They entered the Metro. Poppy sat at a table with a barmaid who looked like Paola but fatter and older. It was pitiful to watch. He was doing his "Chicago" bit. They waited till it was over. The barmaid, indignant, arose and waddled off. Poppy used the handkerchief to swab off his face which was sweating.

"Twenty-five dances," he said as they approached. "I broke my own record."

"There is a nice fight on at the Union Jack," suggested Clyde. "Wouldn't you like to go to it, Poppy?"

"Or how about that whorehouse the chief off the Hank that we met in Barcelona told us about," said Johnny. "Why don't we try to find it."

Poppy shook his head. "You guys ought to know this was the only place I wanted to come."

So they begin: these vigils. Having put up their token resistance, Clyde and Johnny straddled chairs to either side of Poppy and settled down to drinking as much as Poppy but staying soberer.

The Metro looked like a nobleman's pied-a-terre applied to mean purposes.
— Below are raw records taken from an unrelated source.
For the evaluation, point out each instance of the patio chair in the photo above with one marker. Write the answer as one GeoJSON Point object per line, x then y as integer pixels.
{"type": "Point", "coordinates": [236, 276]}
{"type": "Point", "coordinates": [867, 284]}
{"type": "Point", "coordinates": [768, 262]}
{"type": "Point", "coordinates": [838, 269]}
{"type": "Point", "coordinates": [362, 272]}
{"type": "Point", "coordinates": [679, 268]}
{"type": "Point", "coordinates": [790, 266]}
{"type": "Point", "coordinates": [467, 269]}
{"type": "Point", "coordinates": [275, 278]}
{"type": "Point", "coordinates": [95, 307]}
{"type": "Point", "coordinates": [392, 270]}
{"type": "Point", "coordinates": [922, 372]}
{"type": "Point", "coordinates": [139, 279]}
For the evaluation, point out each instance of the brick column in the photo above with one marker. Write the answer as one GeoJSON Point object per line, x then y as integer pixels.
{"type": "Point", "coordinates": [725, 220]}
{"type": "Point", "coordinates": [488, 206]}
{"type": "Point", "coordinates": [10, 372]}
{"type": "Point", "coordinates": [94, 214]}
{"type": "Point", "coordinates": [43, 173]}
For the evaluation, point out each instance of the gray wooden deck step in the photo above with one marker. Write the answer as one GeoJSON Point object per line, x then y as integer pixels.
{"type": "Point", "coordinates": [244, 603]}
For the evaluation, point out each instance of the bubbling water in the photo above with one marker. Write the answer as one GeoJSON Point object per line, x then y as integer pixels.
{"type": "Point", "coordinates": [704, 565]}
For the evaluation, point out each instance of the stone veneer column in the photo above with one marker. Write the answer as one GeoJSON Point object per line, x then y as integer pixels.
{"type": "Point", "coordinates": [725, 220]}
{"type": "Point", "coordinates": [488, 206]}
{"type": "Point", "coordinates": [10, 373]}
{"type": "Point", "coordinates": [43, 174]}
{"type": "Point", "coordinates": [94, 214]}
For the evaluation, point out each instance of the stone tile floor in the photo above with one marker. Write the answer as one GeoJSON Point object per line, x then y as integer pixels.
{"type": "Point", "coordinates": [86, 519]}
The dancing floor and bar lay up a wide curving flight of marble steps lined with statues in niches: statues of Knights, ladies and Turks. Such was a quality of suspended animation about them that you felt – come the owl-hours, the departure of the last sailor and the extinguishment of the last electric light – these statues must unfreeze, step down from their pedestals, and ascend stately to the dance floor bringing with them their own light: the sea's phosphorescence. There to form sets and dance till sunup, utterly silent; no music; their stone feet only just kissing the wood planks.

Along the sides of the room were great stone urns, with palms and poincianas. On the red-carpeted dais sat a small hot-jazz band: violin, trombone, saxophone, trumpet, guitar, piano, drums. It was a plump middle-aged lady, playing the violin. At the moment they were playing C'est Magnifique tailgate fashion, while a Commando six and a half feet tall jitterbugged with two barmaids at once and tree and four friends stood around, clapping hands, cheering them on. It was not so much a matter of Dick Powell, the American Singing Marine, caroling Sally and Sue, Don't Be Blue: more a taking-on of traditional attitudes which (one suspects) must be latent in all English germ plasm: mother loony chromosome along with afternoon tea and respect for the Crown; where the Yanks saw novelty and an excuse for musical comedy, the English saw history, and Sally and Sue were only incidental.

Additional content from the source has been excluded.